A experiência física limite parece ser o passaporte para uma experiência espiritual, partilhada com a audiência. Em vez das tradicionais formas de expressão artística plásticas, é o corpo que se torna objecto e veículo de comunicação. Sendo o expoente deste género artístico, não foi, contudo, a sua fundadora. A sua origem remonta ao dadaísmo, e a outro movimento artístico “anti-arte”, Fluxus, um movimento internacional, de matriz europeia, criado nos anos 60 (do qual, por curiosidade, a viúva de John Lenon, Yoko Ono, fazia parte), e que teve como figura mais carismática Joseph Beuys, autor da célebre performance How to explain art to a dead hare (como explicar a arte a uma lebre morta), durante a qual o artista, com o rosto coberto de mel e ouro, carregava ao colo uma lebre morta com quem dialogava – “porque as lebres percebem melhor que os homens”.

As décadas de sessenta e setenta do século passado assistiram à irrupção de movimentos de contestação, mais ou menos aparatosos, e tendencialmente radicais da juventude (contra o capitalismo, contra a guerra, contra a supremacia masculina, entre outros) e à emergência de uma contracultura. Foi o fim da promissora e gloriosa era do pós-guerra e o início da recessão, com o consequente abrandamento do mercado da arte. Esta contracultura foi plural e também pós-moderna, no sentido em que rejeitava a corrente moderna, representada na arte pela corrente modernista, de Picasso a Pollock.

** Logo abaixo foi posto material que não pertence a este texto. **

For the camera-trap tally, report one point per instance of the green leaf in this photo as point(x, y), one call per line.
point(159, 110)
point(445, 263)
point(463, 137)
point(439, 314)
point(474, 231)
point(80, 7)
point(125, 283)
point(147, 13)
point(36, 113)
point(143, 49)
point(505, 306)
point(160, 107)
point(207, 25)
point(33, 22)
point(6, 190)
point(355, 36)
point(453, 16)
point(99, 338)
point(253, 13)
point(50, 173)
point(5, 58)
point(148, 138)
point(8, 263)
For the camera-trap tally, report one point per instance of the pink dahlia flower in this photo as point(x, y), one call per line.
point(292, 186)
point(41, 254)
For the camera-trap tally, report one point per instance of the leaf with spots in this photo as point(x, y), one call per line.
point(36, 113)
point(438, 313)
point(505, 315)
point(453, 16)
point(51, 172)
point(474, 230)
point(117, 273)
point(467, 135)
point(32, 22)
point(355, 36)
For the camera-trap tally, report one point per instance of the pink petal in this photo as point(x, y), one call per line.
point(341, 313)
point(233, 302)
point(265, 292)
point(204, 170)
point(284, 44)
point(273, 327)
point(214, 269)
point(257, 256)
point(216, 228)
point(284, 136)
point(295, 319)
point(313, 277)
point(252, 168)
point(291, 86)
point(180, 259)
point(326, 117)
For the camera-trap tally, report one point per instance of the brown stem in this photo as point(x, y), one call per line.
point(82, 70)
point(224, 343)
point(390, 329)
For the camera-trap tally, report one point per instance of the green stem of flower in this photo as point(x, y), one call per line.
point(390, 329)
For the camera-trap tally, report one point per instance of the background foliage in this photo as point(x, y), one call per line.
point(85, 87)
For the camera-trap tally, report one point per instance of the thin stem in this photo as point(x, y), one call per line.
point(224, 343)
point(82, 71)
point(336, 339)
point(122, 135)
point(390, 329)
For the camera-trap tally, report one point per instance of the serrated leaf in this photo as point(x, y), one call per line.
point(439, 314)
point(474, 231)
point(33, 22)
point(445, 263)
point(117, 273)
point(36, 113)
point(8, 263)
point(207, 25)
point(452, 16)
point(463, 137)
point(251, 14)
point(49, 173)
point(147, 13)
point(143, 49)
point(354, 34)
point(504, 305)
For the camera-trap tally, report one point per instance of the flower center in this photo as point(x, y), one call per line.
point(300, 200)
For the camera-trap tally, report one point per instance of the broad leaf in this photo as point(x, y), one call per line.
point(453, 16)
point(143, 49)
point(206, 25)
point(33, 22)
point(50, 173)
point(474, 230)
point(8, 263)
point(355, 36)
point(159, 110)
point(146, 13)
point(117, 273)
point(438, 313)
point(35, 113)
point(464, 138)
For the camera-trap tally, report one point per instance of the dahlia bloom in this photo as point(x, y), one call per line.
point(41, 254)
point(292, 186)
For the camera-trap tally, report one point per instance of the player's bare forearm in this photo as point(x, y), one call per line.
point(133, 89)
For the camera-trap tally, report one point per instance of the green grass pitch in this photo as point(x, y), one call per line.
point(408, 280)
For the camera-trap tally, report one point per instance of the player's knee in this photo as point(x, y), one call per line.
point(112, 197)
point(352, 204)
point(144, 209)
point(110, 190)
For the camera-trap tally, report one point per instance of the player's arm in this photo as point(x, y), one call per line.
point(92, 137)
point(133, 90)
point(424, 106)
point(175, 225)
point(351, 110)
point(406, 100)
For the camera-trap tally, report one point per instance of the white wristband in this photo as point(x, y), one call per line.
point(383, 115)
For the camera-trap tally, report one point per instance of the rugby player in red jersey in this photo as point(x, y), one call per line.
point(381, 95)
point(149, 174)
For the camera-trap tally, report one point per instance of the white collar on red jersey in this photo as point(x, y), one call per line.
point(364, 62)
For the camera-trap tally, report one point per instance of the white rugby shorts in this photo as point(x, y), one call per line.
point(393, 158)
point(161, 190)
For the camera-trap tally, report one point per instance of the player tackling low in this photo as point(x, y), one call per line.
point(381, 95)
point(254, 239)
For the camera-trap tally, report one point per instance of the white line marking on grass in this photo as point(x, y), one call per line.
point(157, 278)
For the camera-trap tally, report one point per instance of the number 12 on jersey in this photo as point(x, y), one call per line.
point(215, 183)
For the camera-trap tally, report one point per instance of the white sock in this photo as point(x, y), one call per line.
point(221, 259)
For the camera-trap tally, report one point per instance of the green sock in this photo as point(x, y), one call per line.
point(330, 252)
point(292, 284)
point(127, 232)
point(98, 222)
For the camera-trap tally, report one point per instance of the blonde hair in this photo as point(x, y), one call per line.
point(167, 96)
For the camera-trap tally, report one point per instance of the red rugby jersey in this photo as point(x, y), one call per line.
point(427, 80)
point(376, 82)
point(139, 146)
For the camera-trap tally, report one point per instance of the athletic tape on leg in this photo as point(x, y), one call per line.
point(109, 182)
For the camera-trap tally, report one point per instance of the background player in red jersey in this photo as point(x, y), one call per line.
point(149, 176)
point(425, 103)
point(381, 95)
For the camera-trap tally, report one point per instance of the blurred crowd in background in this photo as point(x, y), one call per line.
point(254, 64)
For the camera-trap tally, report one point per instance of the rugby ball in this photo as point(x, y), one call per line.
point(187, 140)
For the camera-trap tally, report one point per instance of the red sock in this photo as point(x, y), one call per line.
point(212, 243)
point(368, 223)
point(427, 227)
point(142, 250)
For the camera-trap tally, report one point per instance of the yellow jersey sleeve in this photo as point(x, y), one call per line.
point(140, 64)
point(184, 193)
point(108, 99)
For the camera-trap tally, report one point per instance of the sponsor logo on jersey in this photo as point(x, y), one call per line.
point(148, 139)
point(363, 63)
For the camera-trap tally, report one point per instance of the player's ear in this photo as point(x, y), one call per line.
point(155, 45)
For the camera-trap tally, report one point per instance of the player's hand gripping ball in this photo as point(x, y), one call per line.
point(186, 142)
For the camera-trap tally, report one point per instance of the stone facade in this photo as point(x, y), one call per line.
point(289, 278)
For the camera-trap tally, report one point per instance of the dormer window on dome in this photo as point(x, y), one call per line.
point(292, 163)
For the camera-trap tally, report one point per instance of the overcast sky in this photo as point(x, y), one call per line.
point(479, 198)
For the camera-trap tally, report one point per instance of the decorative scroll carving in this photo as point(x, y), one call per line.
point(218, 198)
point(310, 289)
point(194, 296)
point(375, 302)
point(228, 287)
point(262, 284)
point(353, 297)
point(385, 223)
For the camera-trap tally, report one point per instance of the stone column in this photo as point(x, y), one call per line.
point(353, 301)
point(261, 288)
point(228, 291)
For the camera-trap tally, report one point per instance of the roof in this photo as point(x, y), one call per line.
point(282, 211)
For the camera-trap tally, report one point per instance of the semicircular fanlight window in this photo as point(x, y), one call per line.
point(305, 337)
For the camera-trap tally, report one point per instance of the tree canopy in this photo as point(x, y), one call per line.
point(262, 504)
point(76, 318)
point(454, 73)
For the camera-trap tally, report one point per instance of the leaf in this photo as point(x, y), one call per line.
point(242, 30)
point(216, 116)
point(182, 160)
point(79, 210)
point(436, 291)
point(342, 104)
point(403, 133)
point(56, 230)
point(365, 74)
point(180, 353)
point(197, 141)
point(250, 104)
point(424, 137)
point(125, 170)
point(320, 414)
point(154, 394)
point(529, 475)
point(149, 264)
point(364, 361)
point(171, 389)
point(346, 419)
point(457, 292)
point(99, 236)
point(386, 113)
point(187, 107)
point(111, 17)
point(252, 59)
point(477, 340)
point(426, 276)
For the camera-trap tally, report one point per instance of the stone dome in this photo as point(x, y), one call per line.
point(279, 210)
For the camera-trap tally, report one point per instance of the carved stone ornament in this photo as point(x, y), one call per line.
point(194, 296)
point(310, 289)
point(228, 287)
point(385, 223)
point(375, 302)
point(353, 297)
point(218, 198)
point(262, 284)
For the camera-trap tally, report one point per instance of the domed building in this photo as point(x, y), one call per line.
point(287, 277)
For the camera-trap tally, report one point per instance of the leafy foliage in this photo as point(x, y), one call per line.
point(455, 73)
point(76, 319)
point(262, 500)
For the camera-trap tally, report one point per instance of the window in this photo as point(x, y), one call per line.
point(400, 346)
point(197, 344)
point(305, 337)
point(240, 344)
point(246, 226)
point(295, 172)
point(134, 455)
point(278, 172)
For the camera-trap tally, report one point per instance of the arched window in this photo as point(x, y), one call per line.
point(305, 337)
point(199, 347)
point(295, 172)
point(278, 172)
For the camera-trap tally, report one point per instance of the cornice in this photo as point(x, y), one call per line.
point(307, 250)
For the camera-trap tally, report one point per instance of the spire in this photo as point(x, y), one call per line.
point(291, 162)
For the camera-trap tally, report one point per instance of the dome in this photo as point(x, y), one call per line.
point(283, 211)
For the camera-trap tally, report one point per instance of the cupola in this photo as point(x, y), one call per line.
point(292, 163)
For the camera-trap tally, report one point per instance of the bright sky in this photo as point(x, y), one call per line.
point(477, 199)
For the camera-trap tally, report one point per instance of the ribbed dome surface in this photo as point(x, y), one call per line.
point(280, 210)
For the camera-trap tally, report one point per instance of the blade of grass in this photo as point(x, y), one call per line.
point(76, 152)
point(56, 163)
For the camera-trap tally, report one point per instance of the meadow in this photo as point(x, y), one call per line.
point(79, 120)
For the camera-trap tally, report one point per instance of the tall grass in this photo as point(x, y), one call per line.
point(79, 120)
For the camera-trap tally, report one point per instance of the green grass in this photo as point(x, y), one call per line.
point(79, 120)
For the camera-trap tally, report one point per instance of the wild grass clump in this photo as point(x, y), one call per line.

Assistiu-se então a uma inflexão na expressão artística, que optou por outros formatos que não os tradicionais, como a pintura, ou “arte de parede”. Muitas destas correntes socorreram-se das então novas tecnologias de comunicação, como o vídeo e os novos equipamentos de som e luz. Relativamente à obra de arte, o ênfase deixa de estar no produto final e passa a estar no próprio processo da sua produção; a presença física do produtor/artista enquanto parte do work in process, tornou-se inevitável. Surgem, entre muitos outros, os hapennings e as performances, e ramificações, como a Body Art. Trata-se, genericamente, de actuações ao vivo, podendo incluir as variáveis que o artista entender, como escultura, dança, audiovisual, luzes ou lasers, e nas quais, a categoria tempo se sobrepõe à categoria imagem. Pretendendo ser sobretudo uma experiência memorável, podem tanto entreter e divertir, como chocar e horrorizar, emocionar ou simplesmente entediar. Não são comercializáveis, no entanto o artista pode cobrar ingressos ou direitos de autor pelo seu registo.

 Em The artist is Present, assim se chamou a referida retrospectiva no MoMa, a artista esteve literalmente presente no museu durante todo o horário de abertura ao público ao longo de quase 3 meses, onde se sentava numa cadeira, deixando outra em frente livre para o público, que nela se poderia sentar, o tempo que quisesse, sendo o contacto visual o único consentido. Foram mais de 700 horas, sentada em silêncio, perante o público. Vários foram os que repetiram a visita à performance, e vários os que com ela se comoveram às lágrimas. Simultaneamente decorriam, noutras salas do museu, réplicas de anteriores trabalhos de Abramović, entre eles o polémico Imponderabilia, inicialmente apresentado em 1977, no qual o público era obrigado a entrar num espaço em que o acesso era um homem e uma mulher nus, frente a frente.

Será isto arte? Haverá quem se questione. A resposta é, sem dúvida, afirmativa. Depois dos ready made de Marcel Duchamp, o acto criativo passou a ser o objecto, ou a actividade, que queiramos designar como arte, para além das suas mais convencionais expressões, a pintura e a escultura, e muito para além de considerações de gosto.